Reach stands for **Re**ading and **A**ssembling **C**ontextual and **H**olistic Mechanisms from Text. In plain English, Reach is an information extraction system for the biomedical domain, which aims to read scientific literature and extract cancer signaling pathways.

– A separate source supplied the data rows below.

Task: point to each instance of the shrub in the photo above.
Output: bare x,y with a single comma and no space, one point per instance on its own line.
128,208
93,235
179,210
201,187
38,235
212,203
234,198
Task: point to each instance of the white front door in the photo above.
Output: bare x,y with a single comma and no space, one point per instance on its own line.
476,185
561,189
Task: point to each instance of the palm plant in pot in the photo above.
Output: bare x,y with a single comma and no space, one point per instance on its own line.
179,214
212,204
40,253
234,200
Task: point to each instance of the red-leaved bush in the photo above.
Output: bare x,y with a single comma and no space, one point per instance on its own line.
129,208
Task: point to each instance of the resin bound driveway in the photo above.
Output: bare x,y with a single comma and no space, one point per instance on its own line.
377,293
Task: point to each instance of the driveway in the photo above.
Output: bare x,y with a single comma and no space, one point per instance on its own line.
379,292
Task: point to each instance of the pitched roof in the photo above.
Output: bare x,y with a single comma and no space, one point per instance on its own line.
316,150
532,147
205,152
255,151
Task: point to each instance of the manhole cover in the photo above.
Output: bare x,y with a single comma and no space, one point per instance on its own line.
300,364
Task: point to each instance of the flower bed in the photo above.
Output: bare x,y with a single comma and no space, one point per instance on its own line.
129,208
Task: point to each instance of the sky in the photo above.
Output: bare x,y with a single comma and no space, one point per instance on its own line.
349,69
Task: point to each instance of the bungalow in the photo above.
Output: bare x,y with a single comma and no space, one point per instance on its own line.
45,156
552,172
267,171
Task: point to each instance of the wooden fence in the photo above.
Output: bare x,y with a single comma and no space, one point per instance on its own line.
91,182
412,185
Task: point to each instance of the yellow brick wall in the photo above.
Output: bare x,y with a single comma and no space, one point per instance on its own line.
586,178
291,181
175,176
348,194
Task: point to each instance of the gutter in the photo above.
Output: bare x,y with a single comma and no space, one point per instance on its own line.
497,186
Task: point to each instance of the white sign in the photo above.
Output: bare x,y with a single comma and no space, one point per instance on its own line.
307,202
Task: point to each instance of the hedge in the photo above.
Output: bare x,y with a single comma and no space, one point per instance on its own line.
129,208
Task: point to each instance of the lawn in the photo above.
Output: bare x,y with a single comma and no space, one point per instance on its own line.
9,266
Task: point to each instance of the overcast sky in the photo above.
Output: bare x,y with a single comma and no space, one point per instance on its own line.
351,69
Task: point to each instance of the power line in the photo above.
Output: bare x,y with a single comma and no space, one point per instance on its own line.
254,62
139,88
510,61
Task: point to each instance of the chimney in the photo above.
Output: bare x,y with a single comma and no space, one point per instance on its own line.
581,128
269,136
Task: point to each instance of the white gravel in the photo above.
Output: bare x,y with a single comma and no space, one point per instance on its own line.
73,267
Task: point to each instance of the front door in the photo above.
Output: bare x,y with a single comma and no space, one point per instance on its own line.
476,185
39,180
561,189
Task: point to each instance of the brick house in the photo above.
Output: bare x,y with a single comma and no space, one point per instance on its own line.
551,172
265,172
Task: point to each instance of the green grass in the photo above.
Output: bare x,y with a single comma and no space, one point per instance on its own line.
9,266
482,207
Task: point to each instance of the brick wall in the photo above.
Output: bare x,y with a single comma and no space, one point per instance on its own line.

Reach implements a fairly complete extraction pipeline, including: recognition of biochemical entities (proteins, chemicals, etc.), grounding them to known knowledge bases such as Uniprot, extraction of BioPAX-like interactions, e.g., phosphorylation, complex assembly, positive/negative regulations, and coreference resolution, for both entities and interactions.  

Reach is developed using [Odin](https://github.com/clulab/processors/wiki/ODIN-(Open-Domain-INformer)), our open-domain information extraction framework, which is released within our [`processors`](https://github.com/clulab/processors) repository.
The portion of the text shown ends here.